Nevada’s child support statute allows the court to deviate from the statutory formula for certain enumerated reasons; one of which being “Any other necessary expenses for the benefit of the child.” These statutes were designed to produce child support orders “adequate to the child’s needs” and “fair to both parents[.]”
Automobile insurance, which is required by law, may be covered by an upward deviation in child support. Nevada law obligates parents to “provide … necessary maintenance, health care, education and support” to their children. A custodial parent may recover from a noncustodial parent “a reasonable portion” of any costs necessary for the care of a child.
A New Jersey court noted that the National Safety Council has found:
(a) motor vehicle accidents are the leading cause of death for teens in the United States; (b) the most dangerous time of a teen driver’s life is the first twelve months after receiving a license; and (c) a teen driver’s crash risk is three times that of drivers twenty and older.

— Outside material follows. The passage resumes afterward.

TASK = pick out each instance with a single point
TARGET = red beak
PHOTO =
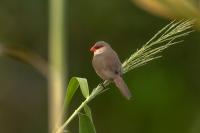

The evidence shows that the period in which a minor child obtains his or her driver’s license is a dangerous time, and automobile insurance is crucial during this time to protect children and the Nevada public. The cost of car insurance is often more costly than other child-related expenses, and it is consistent with Nevada’s public policy that both parents contribute to the care of their children by sharing the cost of automobile insurance.
Nevada’s child support statute allows for an order for an upward deviation in child support to account for automobile insurance costs. Automobile insurance, required under Nevada law, is a necessary expense for the benefit of the child and both parents should contribute to this necessary expense.